The company’s board is scheduled to meet on December 13 to consider a share buyback proposal.
“The management believes that given the company’s prevailing liquidity or financial position, a buyback may be beneficial for our shareholders,” it had stated in an exchange filing on Thursday.
Paytm has a liquidity of Rs 9,182 crore, as per the company’s last earnings report.
After a much-watched listing late last year, the stock is down 60% in 2022 amid a global tech selloff. Questions are swirling around Paytm’s profitability, competition, and costs related to marketing and employee stock options.
In November last year, Paytm had raised Rs 18,300 crore through an IPO. While the company last month said it would become cash-flow positive in the next 12-18 months, sources indicated the firm is close to cash-flow generation, which will be used for business expansion.
Amid buzz that the company is using IPO funds for the buyback, sources said regulations bar any company from doing so. The proceeds from the IPO can only be used for the specific purpose it is raised for, and that too is monitored.
In a recently concluded meeting with analysts, Paytm’s top management highlighted that the company is close to cash-flow generation, which will be used for expansion in the future.

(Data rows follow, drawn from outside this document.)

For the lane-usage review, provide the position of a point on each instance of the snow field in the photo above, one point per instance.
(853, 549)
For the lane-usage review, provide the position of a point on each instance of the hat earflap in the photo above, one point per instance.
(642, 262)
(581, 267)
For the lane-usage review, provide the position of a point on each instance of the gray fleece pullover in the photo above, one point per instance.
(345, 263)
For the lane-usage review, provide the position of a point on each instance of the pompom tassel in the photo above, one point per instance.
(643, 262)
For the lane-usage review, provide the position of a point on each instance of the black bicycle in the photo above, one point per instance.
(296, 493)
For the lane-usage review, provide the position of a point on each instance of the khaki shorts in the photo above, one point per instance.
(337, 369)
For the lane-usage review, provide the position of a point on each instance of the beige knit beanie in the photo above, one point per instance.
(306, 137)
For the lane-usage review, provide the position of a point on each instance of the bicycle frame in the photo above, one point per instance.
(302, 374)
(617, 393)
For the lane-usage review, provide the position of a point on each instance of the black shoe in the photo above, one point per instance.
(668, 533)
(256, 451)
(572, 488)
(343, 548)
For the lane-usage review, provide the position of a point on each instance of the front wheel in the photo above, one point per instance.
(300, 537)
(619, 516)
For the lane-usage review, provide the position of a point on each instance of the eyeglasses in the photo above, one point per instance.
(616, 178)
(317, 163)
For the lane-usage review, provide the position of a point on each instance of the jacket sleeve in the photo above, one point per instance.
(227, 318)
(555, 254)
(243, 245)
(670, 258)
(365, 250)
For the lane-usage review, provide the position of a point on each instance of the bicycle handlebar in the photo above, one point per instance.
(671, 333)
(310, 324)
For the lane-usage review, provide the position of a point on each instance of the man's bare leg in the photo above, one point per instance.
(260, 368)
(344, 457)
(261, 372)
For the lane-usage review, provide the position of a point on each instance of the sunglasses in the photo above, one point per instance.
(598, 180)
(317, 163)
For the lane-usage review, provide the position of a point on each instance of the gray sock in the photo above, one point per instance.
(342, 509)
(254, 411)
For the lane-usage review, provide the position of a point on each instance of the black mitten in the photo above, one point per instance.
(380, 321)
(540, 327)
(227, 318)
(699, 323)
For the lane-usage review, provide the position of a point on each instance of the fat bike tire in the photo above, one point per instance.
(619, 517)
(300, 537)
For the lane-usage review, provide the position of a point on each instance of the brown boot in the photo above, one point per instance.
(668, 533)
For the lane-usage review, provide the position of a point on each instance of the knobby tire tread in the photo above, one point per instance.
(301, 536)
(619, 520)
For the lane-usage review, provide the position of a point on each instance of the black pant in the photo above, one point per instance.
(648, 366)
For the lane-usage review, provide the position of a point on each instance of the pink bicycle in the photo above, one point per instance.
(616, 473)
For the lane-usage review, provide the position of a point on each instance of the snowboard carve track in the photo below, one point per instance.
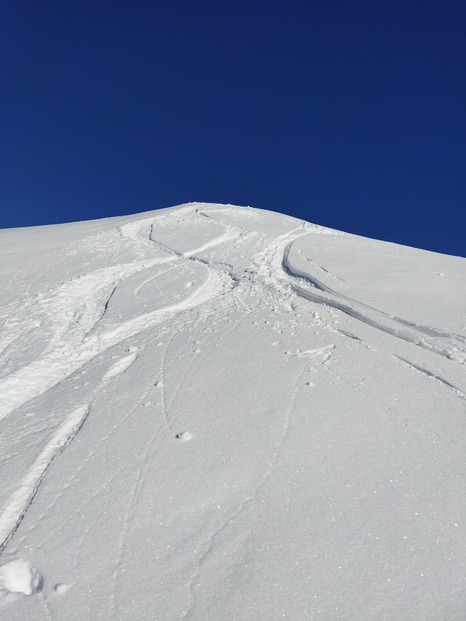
(15, 509)
(425, 337)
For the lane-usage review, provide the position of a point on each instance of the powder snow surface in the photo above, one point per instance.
(212, 412)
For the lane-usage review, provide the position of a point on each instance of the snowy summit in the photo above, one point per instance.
(213, 412)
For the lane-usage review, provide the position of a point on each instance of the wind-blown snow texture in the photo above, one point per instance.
(213, 412)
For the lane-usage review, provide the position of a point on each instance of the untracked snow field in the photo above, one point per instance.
(213, 412)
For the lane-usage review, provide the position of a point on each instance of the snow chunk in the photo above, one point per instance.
(20, 577)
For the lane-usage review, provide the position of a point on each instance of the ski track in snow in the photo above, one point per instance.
(15, 509)
(451, 346)
(211, 543)
(75, 341)
(77, 313)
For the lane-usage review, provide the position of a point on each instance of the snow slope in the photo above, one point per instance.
(214, 412)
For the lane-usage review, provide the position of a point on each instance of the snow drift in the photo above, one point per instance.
(214, 412)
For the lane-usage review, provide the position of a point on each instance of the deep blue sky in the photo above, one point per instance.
(349, 114)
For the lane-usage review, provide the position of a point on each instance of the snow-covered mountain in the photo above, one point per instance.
(212, 412)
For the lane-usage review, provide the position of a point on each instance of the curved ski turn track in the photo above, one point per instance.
(218, 412)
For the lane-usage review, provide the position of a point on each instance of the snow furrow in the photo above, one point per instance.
(15, 509)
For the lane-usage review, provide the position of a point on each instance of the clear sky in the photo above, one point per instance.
(349, 114)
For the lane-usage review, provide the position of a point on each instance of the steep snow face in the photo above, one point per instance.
(213, 412)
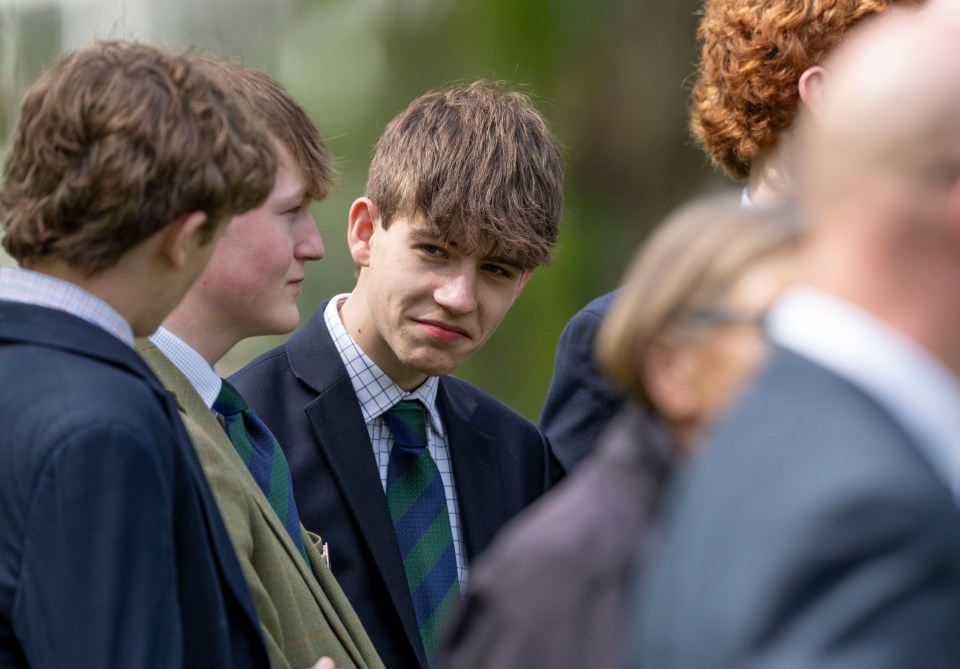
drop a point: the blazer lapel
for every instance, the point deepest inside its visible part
(341, 433)
(476, 469)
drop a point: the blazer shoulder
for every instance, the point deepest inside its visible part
(484, 406)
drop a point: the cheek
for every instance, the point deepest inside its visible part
(741, 358)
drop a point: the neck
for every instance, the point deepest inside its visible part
(208, 339)
(911, 289)
(356, 318)
(773, 175)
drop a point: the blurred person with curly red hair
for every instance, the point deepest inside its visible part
(760, 61)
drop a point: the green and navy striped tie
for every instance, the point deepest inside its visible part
(418, 507)
(259, 450)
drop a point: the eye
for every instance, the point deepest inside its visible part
(498, 270)
(431, 250)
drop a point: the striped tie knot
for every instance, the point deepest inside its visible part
(261, 453)
(418, 507)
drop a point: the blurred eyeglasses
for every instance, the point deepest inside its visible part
(720, 316)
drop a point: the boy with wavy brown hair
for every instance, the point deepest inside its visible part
(760, 61)
(125, 164)
(462, 203)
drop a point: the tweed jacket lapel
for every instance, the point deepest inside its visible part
(476, 468)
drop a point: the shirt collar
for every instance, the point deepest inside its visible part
(375, 390)
(919, 391)
(29, 287)
(204, 378)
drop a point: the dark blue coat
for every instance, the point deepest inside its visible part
(112, 551)
(580, 402)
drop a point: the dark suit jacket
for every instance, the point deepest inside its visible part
(553, 589)
(303, 393)
(813, 533)
(112, 552)
(580, 402)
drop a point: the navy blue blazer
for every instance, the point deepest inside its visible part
(112, 551)
(580, 402)
(811, 533)
(500, 464)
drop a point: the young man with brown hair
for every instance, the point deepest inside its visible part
(125, 163)
(463, 202)
(249, 288)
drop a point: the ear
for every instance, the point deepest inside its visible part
(813, 89)
(363, 223)
(183, 236)
(668, 373)
(524, 277)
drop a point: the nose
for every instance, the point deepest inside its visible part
(307, 242)
(457, 292)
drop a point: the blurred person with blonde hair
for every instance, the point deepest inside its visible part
(681, 338)
(821, 526)
(126, 163)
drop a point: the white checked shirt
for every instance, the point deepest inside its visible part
(23, 285)
(204, 378)
(377, 393)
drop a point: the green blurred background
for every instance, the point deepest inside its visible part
(611, 77)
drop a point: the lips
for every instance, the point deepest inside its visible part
(444, 331)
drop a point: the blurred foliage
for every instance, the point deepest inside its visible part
(610, 76)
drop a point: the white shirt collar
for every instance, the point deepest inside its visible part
(375, 390)
(204, 378)
(919, 391)
(26, 286)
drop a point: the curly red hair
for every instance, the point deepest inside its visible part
(752, 55)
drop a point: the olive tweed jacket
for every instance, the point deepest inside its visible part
(303, 612)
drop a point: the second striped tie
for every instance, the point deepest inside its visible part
(418, 507)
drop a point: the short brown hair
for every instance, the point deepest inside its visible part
(689, 262)
(752, 55)
(480, 164)
(116, 141)
(284, 117)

Sources said Paytm in all probability will use its pre-IPO cash reserves for the buyback and will start using the generated cash flow for its expansion in the near future.

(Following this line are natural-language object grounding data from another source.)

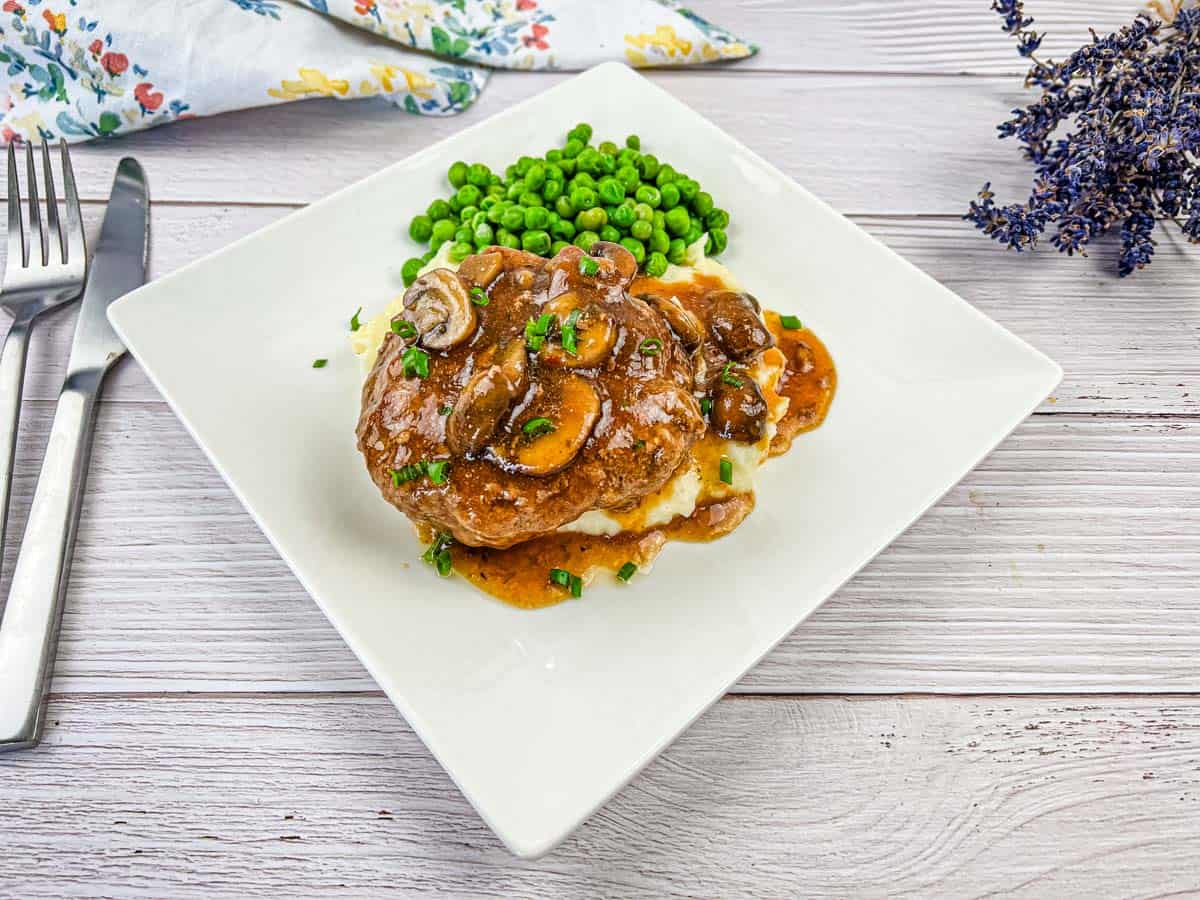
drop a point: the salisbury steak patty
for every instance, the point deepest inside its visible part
(550, 393)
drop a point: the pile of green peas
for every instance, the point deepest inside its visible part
(575, 195)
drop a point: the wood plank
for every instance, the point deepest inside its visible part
(912, 36)
(1128, 346)
(777, 798)
(864, 143)
(1069, 561)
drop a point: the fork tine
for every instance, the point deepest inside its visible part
(16, 228)
(36, 233)
(52, 209)
(77, 251)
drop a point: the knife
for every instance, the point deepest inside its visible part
(29, 629)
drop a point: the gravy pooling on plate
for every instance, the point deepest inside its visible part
(577, 417)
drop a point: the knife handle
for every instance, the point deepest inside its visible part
(29, 631)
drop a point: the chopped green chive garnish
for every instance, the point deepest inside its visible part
(729, 377)
(537, 330)
(438, 555)
(726, 471)
(403, 328)
(538, 426)
(415, 363)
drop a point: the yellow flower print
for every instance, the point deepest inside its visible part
(664, 39)
(312, 83)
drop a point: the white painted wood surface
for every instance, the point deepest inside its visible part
(1005, 702)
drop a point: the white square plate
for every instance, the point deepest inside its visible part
(540, 717)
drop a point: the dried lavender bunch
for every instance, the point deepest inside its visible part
(1129, 105)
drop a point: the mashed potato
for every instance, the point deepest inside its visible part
(695, 483)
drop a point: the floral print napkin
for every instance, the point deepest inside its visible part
(96, 69)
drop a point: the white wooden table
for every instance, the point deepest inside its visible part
(1006, 701)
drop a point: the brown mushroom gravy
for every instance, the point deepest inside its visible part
(553, 388)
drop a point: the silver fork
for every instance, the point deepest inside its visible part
(46, 269)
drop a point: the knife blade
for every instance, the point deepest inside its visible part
(118, 267)
(33, 615)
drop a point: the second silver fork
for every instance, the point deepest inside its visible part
(46, 269)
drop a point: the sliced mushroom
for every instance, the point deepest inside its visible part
(594, 333)
(624, 261)
(683, 323)
(439, 307)
(573, 418)
(481, 269)
(739, 413)
(736, 324)
(486, 400)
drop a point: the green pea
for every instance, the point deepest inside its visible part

The company has so far not provided any details of the buyback and size, and other details are likely to be disclosed after the board meeting.
There is speculation about the buyback being at a price below the IPO price. The law specifically prohibits side deals or negotiated deals for a buyback.

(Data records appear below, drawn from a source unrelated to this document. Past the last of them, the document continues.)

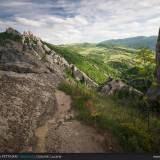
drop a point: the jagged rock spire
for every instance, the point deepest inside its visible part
(10, 30)
(158, 59)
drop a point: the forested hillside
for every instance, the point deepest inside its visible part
(119, 62)
(133, 42)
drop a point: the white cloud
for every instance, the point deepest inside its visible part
(88, 20)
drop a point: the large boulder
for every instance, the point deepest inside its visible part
(27, 92)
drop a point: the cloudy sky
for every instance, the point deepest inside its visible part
(72, 21)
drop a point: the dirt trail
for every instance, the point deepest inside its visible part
(63, 133)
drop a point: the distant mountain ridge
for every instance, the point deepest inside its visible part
(133, 42)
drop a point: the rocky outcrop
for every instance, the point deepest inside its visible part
(112, 86)
(82, 77)
(27, 90)
(10, 30)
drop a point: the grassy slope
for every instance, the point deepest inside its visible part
(125, 117)
(133, 42)
(99, 62)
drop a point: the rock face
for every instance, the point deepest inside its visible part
(12, 31)
(27, 83)
(112, 86)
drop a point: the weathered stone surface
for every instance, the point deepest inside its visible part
(10, 30)
(27, 85)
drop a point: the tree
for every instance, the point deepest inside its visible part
(145, 64)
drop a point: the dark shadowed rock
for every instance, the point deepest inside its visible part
(27, 90)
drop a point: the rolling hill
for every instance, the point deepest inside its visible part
(133, 42)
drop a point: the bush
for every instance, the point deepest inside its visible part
(119, 116)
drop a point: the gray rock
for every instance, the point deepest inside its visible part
(27, 85)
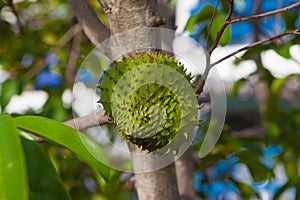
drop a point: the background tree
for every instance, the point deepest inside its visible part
(43, 45)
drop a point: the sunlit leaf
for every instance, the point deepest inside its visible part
(44, 182)
(13, 175)
(8, 89)
(80, 144)
(236, 86)
(281, 190)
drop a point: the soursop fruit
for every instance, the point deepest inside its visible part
(150, 100)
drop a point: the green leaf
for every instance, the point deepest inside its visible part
(204, 14)
(80, 144)
(258, 171)
(13, 176)
(8, 89)
(217, 23)
(44, 182)
(236, 86)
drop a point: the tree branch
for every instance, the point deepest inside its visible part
(223, 27)
(88, 121)
(258, 16)
(93, 28)
(293, 32)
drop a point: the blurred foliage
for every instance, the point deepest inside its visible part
(37, 39)
(280, 117)
(41, 48)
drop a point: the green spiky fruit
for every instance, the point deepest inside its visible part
(150, 100)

As a thumb rule, a company undertakes a buyback programme when it has surplus cash flow, which is sitting idle, or if its shares are available at a price below intrinsic value, and hence it’s a great time to retire capital.
In Paytm’s case, the buyback programme meets the criteria.
The company during the analyst meeting in Mumbai highlighted that it will be hitting EBITDA breakeven and would attain profitability by the end of September 2023.
It is also planning to grow its lending business via Paytm Postpaid and credit cards.
The fintech company had told analysts it expects payment processing charges, which account for a majority of its expenses, to decrease. On the regulatory side, Paytm said it did not expect any “significant risk” to its payment margins.
Paytm’s recent numbers showed revenue surging by 76 % year on year and losses narrowing by 11% quarter on quarter.
The fintech reported a Rs 2,325 crore loss in 2021-22 and Rs 628 crore loss in the June quarter of 2022-23, which was trimmed to Rs 588 crore in the September quarter. Its Friday closing price on the BSE at Rs 545 is lower than the IPO price of Rs 2,150.
Paytm’s shares have fallen nearly 68% since they started trading on the stock exchange in November last year.
(Additional information has been added to this PTI copy for context.)